By yesterday - even on an estate where more than 40% of the population is under 25, and where social workers estimate youth unemployment to be pushing 40% - what sympathy there may once have been for the rioters was wearing thin. Police say the troublemakers number no more than 150 youths, with some as young as 13.
"It's madness - more like Baghdad than Seine-Saint-Denis," said Mourad, 39, who has lived on the 3000 since he was four. "What are they doing, torching classrooms where their cousins go to school and cars their neighbours use to go to work? Stoning buses that are the only other way off this place?"
Ratiba, who lives in a fifth-floor flat and has watched up to eight cars burn beneath her window, said she had barely slept for days. "The children wake at every noise," she said. "On Thursday I counted nine fires from the windows. It's time for it all to stop now - we're tired and frightened."
On Saturday morning, about 3,000 people walked through these streets in a silent protest march, calling for a halt to the violence. Moucrad, who runs a small second-hand car dealership that went up in flames last week, was among them, "to demand that we can work in peace". Nothing can excuse the destruction of local businesses employing local people, he said. "I opened at the beginning of October - and now I'm closed."

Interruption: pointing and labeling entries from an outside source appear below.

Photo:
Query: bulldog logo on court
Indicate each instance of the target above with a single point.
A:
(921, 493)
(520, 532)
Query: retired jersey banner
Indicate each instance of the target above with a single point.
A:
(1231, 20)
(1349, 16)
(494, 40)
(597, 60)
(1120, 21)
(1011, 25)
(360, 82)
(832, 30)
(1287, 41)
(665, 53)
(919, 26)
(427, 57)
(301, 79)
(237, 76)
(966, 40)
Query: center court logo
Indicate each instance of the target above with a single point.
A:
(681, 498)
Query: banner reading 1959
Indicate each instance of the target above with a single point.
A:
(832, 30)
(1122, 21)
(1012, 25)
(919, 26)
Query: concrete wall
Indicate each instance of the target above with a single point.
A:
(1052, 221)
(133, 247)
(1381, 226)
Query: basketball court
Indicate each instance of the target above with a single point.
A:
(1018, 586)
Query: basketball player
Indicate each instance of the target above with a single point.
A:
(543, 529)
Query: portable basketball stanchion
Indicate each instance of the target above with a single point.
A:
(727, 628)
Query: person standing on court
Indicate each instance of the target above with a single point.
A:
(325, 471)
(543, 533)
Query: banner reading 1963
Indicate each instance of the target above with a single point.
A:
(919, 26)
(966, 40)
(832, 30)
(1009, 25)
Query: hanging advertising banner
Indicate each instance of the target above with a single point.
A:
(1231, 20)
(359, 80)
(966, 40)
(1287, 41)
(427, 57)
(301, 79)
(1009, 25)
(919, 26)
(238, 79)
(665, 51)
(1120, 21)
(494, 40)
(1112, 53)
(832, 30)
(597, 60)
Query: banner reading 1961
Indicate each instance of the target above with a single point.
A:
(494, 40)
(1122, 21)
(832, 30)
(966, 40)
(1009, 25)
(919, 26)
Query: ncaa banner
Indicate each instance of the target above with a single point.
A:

Half a mile away, at the Sunday morning market, in the other Aulnay - the other France - sympathy was hard to find. But there was incomprehension, and cold anger, in abundance.
"Where are their parents?" asked Marie-Claude, 67. "What are these kids doing on the streets at 2am? How dare they mock the police? What is happening in this country?"
A customer at the fresh fish stall, Pierre-Edouard, stout in a plush leather car coat, was blunter. "We should send in the fucking army," he said. "Stamp it out hard. They're only doing it for kicks - and we're agonising about it!"
Not everyone was so harsh. Round the corner from the station, Mounir, 26, was sweeping the pavement outside his kebab shop. He said he could understand, up to a point. "Burning cars and dodging cops is a lot more fun than playing video games," he said.
"[Interior minister Nicolas] Sarkozy provoked them - he insulted them. And the police, they hassle them - ID checks all the time. But when you've got no hope, you look at things differently. You don't care. Most of these kids' fathers have never had a proper job. Why should they think things will be different for them?"